To investigate the feasibility and efficacy of transcanal endoscopic treatment for congenital middle ear cholesteatoma in children. Eleven children diagnosed with congenital middle ear cholesteatoma, who underwent total ear endoscopic surgery under general anesthesia, were included from the Huazhong University of Science and Technology Union Shenzhen Hospital between January 2016 and December 2020. We retrospectively analyzed their operation process and surgical complications through the surgical video; moreover, we compared the pre- and postoperative hearing outcomes. One child underwent a planned second operation to reconstruct the ossicular chain. At 6 postoperative months, all 11 children underwent reexamination. There was no significant change and a significant decrease in the mean bone and air conduction hearing thresholds, respectively ( P > .05 and P < .05); moreover, there was a significant reduction in the air–bone conduction difference ( P < .05).
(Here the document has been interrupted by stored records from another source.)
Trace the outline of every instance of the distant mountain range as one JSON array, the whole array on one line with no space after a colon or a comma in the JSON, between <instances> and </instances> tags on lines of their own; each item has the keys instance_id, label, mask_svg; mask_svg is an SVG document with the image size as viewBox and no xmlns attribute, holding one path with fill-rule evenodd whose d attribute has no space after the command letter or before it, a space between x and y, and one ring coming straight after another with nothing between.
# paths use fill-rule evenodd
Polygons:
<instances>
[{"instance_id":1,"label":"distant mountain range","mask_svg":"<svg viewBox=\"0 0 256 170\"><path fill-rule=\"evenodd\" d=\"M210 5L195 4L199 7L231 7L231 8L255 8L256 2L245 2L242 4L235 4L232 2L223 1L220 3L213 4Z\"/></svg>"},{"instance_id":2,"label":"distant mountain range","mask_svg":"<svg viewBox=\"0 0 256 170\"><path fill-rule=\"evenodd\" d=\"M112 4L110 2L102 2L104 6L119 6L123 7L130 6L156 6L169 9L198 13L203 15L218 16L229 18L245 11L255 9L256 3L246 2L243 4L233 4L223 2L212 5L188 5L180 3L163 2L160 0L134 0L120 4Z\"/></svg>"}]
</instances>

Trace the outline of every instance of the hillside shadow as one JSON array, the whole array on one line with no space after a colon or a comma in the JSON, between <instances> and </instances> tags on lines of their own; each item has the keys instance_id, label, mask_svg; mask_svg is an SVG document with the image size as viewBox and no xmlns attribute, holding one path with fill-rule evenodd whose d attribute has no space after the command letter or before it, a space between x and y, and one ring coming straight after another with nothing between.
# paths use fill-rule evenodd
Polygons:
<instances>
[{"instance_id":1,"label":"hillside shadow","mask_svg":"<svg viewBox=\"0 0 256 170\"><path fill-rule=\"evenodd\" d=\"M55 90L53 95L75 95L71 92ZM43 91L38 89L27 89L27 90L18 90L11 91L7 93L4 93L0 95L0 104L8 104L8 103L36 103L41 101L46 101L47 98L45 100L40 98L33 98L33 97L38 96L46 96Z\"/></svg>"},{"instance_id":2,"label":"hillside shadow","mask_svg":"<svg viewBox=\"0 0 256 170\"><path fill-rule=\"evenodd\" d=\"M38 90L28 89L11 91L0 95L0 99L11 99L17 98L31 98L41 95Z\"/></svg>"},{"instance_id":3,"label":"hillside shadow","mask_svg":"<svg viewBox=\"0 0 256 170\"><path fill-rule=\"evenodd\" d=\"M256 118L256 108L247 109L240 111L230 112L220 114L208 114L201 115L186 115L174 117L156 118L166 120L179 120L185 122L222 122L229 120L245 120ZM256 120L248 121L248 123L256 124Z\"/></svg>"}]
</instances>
Further, the air–bone conduction difference was reduced to >20 dB and >10 dB in 11 and 7 children, respectively. Follow-up of the children did not reveal sensorineural deafness, facial paralysis, and other serious complications; further, there were no cases of recurrence. Transcanal endoscopic treatment for congenital middle ear cholesteatoma in children is feasible, minimally invasive, and functional.